To provide the management team with an understanding of sales composition across different product categories. 
- By knowing the percentage of total sales for each product category, they can gain insights into which categories drive most of the company's sales.

This understanding will help guide decisions about inventory (e.g., which categories should be stocked more heavily) and marketing strategies (e.g., which categories should be promoted more aggressively).

In [17]:
%%sql
WITH category_sales AS (
	SELECT 
		categories.category_id,
		categories.category_name,
		SUM(quantity * products.unit_price * (1 - discount)) AS total_sales
	FROM order_details
	JOIN products 
		ON order_details.product_id = products.product_id 
	JOIN categories
		ON products.category_id = categories.category_id 
	GROUP BY categories.category_id, categories.category_name
)
SELECT 
	category_id,
	category_name,
	total_sales / SUM(total_sales) OVER() * 100 AS sales_percentage
FROM category_sales
ORDER BY sales_percentage DESC;

 * postgresql://postgres:***@localhost:5433/northwind
8 rows affected.


category_id,category_name,sales_percentage
1,Beverages,21.331025404054813
4,Dairy Products,18.556754766640605
3,Confections,13.289737410548025
6,Meat/Poultry,12.902483709246834
8,Seafood,10.195732374296789
2,Condiments,8.400470714786334
7,Produce,7.813322138303922
5,Grains/Cereals,7.510473482122698


- The highest sales percentages is `Beverages` and closely followed by `Dairy Products`.
- The lowest sales percentage are `Produce` and `Grains/Cereals`.

***

### Top Products Per Category

The management team wants to know the top three items sold in each product category. 

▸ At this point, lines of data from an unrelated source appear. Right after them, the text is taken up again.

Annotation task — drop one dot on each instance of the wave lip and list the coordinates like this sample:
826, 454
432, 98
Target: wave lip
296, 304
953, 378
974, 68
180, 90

This will allow them to identify star performers and ensure that these products are kept in stock and marketed prominently.

**Top 3 Products Sold By Category**

In [18]:
%%sql
WITH product_sales AS (
	SELECT 
		products.category_id,
		categories.category_name,
		products.product_id,
		products.product_name,
		SUM(quantity * products.unit_price * (1 - discount)) AS total_sales
	FROM products 
	JOIN order_details 
		ON order_details.product_id = products.product_id 
	JOIN categories 
		ON categories.category_id = products.category_id 
	GROUP BY 
		products.category_id,
		categories.category_name,
		products.product_id
)
SELECT 
	category_id,
	category_name,
	product_id,
	product_name,
	total_sales
FROM (
	  SELECT
	  	category_id, category_name, product_id, product_name, total_sales,
	  	ROW_NUMBER() OVER(PARTITION BY category_id ORDER BY total_sales DESC) AS rn
	  FROM product_sales
	  ) 
WHERE rn <= 3;

 * postgresql://postgres:***@localhost:5433/northwind
24 rows affected.


category_id,category_name,product_id,product_name,total_sales
1,Beverages,38,Côte de Blaye,153897.1748863291
1,Beverages,43,Ipoh Coffee,25109.09997367859
1,Beverages,2,Chang,17719.399970583618
2,Condiments,63,Vegie-spread,18343.61561246872
2,Condiments,61,Sirop d'érable,15022.349960759282
2,Condiments,65,Louisiana Fiery Hot Pepper Sauce,14893.926944906489
3,Confections,62,Tarte au sucre,50737.09416846588
3,Confections,20,Sir Rodney's Marmalade,24199.559986554086
3,Confections,26,Gumbär Gummibärchen,21662.689146941742
4,Dairy Products,59,Raclette Courdavault,76683.74989898875


## Conclusion

The project offered comprehensive insights into sales performance, customer behaviors, and employee contributions.

It showcased opportunities for improvement, customer relationship strengthening, and strategic planning to sustain and enhance sales growth. 

Implementing the recommended strategies could potentially lead to better customer retention, improved employee performance, and sustained sales growth in the future.